ブランド化の最終形態の一つはアート?
▼先日、友人たち夫婦とともに地元で有名なレストラン、ヴィラ・アイーダ(Villa AiDA)さんを訪れました。
シェフの小林 寛司さんは4年前に情熱大陸で取り上げられたり、ミシュランで二つ星を獲得しているので、もしかするとご存じの方もいらっしゃるかもしれません。
お客様の中には、わざわざ東京からヘリに乗って食べにくる方もいるそうです(驚)。
アイーダさんの料理体験に触れ、様々な気付きをいただきましたが、それらをひと言に凝縮すると『どんな業種でも突き詰めていくと、アートになるのだなあ』と感じました。
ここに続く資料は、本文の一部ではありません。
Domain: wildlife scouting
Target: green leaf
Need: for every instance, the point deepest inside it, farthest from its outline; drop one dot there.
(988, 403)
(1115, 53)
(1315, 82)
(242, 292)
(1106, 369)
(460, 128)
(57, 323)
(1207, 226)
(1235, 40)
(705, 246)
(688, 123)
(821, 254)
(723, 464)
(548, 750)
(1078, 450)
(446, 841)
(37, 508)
様々な意見があると思いますが、アートにまで昇華させることは、ブランドの最終形態の一つだと私は考えています。
(補足すると、あくまで方向性の一つなので、アートまで昇華させることを推奨している訳ではありません)
▼私はアートには2つのタイプがあると考えています。
たとえば、「ひまわり」で有名な画家、フィンセント・ファン・ゴッホは生涯で1枚しか絵が売れませんでした。
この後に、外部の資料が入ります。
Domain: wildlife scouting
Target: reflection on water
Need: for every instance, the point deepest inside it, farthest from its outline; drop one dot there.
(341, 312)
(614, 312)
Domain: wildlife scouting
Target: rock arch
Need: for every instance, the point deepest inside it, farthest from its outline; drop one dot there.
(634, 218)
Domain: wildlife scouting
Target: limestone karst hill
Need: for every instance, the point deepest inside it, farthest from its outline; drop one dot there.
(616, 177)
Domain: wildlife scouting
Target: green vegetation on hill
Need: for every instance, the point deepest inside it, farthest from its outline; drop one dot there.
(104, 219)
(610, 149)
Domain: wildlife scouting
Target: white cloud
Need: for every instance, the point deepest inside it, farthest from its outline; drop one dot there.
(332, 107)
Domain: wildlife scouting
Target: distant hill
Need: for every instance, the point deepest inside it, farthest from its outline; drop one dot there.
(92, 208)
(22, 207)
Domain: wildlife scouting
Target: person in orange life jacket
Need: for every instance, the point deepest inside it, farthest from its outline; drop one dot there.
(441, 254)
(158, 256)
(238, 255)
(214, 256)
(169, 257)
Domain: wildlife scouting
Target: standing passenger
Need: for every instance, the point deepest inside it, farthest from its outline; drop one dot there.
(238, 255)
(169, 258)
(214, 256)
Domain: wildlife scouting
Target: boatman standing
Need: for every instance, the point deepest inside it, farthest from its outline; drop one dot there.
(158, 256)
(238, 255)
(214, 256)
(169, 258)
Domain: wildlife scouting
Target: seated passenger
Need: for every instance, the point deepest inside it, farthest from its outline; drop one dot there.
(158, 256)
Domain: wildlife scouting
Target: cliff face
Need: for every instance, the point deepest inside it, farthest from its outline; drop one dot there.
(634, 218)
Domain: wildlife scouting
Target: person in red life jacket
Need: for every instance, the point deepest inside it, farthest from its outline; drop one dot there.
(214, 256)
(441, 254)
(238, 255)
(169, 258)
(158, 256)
実際には風景画のデッサンも15枚ほど売れていたみたいですが、それでも生涯でたったの16枚です。しかも、そのデッサンに至っては、下宿先の夫人がストーブの火を起こすために使っていたという記録すらあります。
なんとも高い火種です(笑)。
しかし、ゴッホの死後、美術の評価軸は変化し、写実的な絵画以外も評価されるようになりました。
そして燃え上がるような内面が反映されたゴッホの作品の人気が次第に高まり、値段が高騰していったのです。
▼一方でゴッホと対象的な画家はパブロ・ピカソです。
ピカソは新しい作品を創ると必ず展覧会を開き、画商たちを呼んで、作品の背景や意図を自ら解説しました。
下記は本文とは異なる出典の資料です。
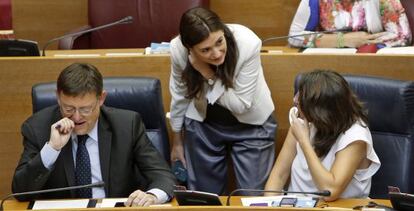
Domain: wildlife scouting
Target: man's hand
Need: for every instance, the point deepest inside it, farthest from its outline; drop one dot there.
(140, 198)
(60, 133)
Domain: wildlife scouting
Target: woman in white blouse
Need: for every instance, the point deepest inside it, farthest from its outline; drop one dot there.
(221, 106)
(329, 145)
なぜならピカソは、絵そのものよりも、絵の背景にある物語(ストーリー)に人が惹かれることが分かっていたからです。
さらに、画商が集まると競争が始まり、価格もどんどん上がっていくことを知っていました。
事実、ピカソの遺産は日本円にして数千億円以上あり、生きているうちに最も経済的に潤った画家としても知られています。
▼ゴッホとピカソ。彼らはともにアーティストですが、アートに関しての捉え方が異なることは明らかです。
ビジネスにおいて、仕事をアートの領域まで高めることは、他に替えることができない唯一無二の存在になること。
いわゆるブランド化です。
冒頭でもお伝えしましたが、アートまで昇華することは、ブランド化を突き詰めた先にある一つの最終形態でしょう。
…とは言え、何も解説せずとも、分かる人だけに分かればいいというのは非常にもったいない話。
これは先のゴッホとピカソの話をみて、お分かりいただけると思います。
事実、アイーダさんのHPを見るとトップに掲載しているのは、自店のフィロソフィー(哲学)です。
これ以外にも『人と人がつながる場所へ』『レストランの役割』など、5000文字近くも使い、自分たちの考え方を解説されています。
もし、あなたが自身の仕事をアートの領域まで高めたいのであれば、
『なぜ、その仕事をしているのか?』
という普遍の問いに対して明確な自身の答えを持ち、
さらにそれを伝わりやすいように伝えなくてはいけない。
アイーダさんの料理体験に触れ、そう感じた次第です。
最後までお読みいただき、ありがとうございました。